Fatty tissue degeneration following the initial injury contributes to post-surgery tendon tears. Surgeons would use the muscle-mimicking biomaterial to repair the damaged skeletal muscle, including the rotator cuff muscles.
Wolchok said his engineered muscle-mimic could be injected into the injured tissue directly or combined with stem cells harvested from the patient. Potentially, the stem cells and the extracellular matrix in the mimic would communicate with native cells and stimulate the regeneration of healthy muscle.
“Even a modest reduction to the failure rate could eliminate tens of thousands of repeat procedures and greatly reduce rotator cuff-related health care expenses,” Wolchok said.
“The current standard of care to replace lost muscle is the transfer of autologous muscle flaps,” Wolchok explained to KurzweilAI in an email interview. “Flap transfers have been used to reconstruct forearm, elbow, and shoulder muscles. Yet, the transfer of muscle tissue is an invasive procedure that causes significant donor site morbidity.
“We suggest that a readily available ‘off the shelf’ biomaterial that provides the appropriate regenerative cues by mimicking the properties of decellularized skeletal muscle (DSM) is an attractive alternative.
However, he said the current approach to create ECM materials is top-down: start with whole tissue (animal or human), strip away the cells to produce a scaffold consisting of the remaining ECM. “Our approach is bottom-up: start with the cells, collect the ECM that they produce and use that ECM to build a scaffold.
“This project will take 3–5 years. If it proves effective, it would be at least another 5+ years (optimistically) to get to clinical studies; we are still at the high-risk early stages.”
Wolchok is the primary investigator in the Regenerative Biomaterials Laboratory at the University of Arkansas. He studies biomaterials derived from cells, tissue engineering and regenerative medicine and bioreactors. He also investigates the design of medical devices and the influence of mechanical force on cell behavior.
Abstract of Biomaterials paper
Extracellular matrix derived from human and animal tissues is being used to repair and reconstruct a variety of tissues clinically.

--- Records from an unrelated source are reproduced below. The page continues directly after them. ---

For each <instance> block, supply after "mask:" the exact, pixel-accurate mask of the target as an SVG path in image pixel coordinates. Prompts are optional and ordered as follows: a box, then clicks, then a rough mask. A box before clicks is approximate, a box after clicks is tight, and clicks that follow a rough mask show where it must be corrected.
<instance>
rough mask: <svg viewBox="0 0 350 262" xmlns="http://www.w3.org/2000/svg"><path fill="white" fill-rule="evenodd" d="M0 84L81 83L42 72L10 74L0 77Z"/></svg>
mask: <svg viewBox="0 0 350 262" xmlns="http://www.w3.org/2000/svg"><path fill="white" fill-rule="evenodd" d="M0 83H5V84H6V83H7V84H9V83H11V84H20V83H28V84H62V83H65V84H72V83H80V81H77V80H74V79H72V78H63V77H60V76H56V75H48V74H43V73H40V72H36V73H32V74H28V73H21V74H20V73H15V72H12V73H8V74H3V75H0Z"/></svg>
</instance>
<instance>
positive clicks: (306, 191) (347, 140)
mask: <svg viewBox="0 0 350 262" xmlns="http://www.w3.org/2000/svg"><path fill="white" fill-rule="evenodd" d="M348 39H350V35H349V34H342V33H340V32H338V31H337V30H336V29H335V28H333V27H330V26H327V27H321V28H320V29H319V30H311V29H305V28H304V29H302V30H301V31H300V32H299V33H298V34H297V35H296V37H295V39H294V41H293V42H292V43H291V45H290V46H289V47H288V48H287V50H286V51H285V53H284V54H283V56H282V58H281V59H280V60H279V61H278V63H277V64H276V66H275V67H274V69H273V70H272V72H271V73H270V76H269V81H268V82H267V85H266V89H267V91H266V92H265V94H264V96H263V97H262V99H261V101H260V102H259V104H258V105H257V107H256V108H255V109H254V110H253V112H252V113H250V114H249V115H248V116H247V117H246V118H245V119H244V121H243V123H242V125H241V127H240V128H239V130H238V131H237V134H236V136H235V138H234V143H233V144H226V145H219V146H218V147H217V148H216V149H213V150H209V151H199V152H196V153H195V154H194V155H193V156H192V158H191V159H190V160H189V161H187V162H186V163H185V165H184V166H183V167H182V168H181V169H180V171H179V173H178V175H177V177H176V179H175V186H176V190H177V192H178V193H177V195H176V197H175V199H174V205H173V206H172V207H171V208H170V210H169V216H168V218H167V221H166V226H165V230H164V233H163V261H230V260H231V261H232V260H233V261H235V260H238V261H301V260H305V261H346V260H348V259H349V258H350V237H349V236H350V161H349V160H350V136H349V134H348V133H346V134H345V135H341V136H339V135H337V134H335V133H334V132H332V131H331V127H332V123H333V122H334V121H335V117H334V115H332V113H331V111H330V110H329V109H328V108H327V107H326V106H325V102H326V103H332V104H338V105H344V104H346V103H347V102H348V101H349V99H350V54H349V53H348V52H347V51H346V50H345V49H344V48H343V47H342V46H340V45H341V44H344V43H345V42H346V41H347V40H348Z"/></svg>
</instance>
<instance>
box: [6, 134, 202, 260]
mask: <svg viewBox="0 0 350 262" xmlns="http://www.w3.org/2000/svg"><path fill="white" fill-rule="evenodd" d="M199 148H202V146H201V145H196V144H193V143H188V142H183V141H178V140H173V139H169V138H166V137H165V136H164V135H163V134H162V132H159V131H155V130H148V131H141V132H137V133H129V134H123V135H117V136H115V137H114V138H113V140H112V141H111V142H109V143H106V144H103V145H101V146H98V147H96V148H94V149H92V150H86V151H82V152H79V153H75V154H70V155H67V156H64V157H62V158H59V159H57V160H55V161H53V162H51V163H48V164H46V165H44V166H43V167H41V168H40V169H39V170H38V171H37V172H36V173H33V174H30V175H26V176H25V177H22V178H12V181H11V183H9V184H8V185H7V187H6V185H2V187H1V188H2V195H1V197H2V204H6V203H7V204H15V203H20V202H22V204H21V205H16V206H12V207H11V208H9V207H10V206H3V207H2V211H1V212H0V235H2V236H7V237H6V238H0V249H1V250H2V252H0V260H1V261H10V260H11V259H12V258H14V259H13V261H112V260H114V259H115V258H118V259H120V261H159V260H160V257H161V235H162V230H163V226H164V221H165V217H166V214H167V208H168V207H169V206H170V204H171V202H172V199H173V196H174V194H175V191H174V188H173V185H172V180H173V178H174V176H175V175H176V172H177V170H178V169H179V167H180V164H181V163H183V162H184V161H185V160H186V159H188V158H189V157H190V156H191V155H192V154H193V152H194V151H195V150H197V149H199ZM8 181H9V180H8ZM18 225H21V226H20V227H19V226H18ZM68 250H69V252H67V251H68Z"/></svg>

The utility of such constructs is limited by the geometry, composition and constitutive properties of the tissue or organ from which the ECM is harvested. To address this limitation, we have developed an approach to isolate extracellular matrix in bulk from populations of living cells grown in culture on three-dimensional substrates. Human biopsy derived fibroblasts were seeded within open-cell foams and cultured in-vitro for periods up to three weeks, after which the synthetic component was removed by incubation in a water miscible solvent. After several wash steps and lyophilization, a white, lacy, multi-molecular construct was isolated. Tandem mass spectroscopy showed that it contained 22 extracellular matrix constituents, including such proteins and proteoglycans as collagen type I and type III, fibronectin, transforming growth factor beta, decorin and biglycan among others. On average 47 mg of construct was isolated for each gram of synthetic substrate initially seeded with cells. The biomaterial harvested from human tracheal fibroblasts had an elastic modulus (250 kPa) and a composition similar to that of human vocal fold tissue, and supported reseeding with human tracheal derived fibroblasts. An important finding was that the approach was useful in isolating ECM from a variety of cell lineages and developmental stages including skin fibroblasts, brain derived astrocytes and mesenchymal stem cells. The results, together with the archival literature, suggest that the approach can be used to produce a range of cell derived constructs with unique physical and chemical attributes for a variety of research and medical applications.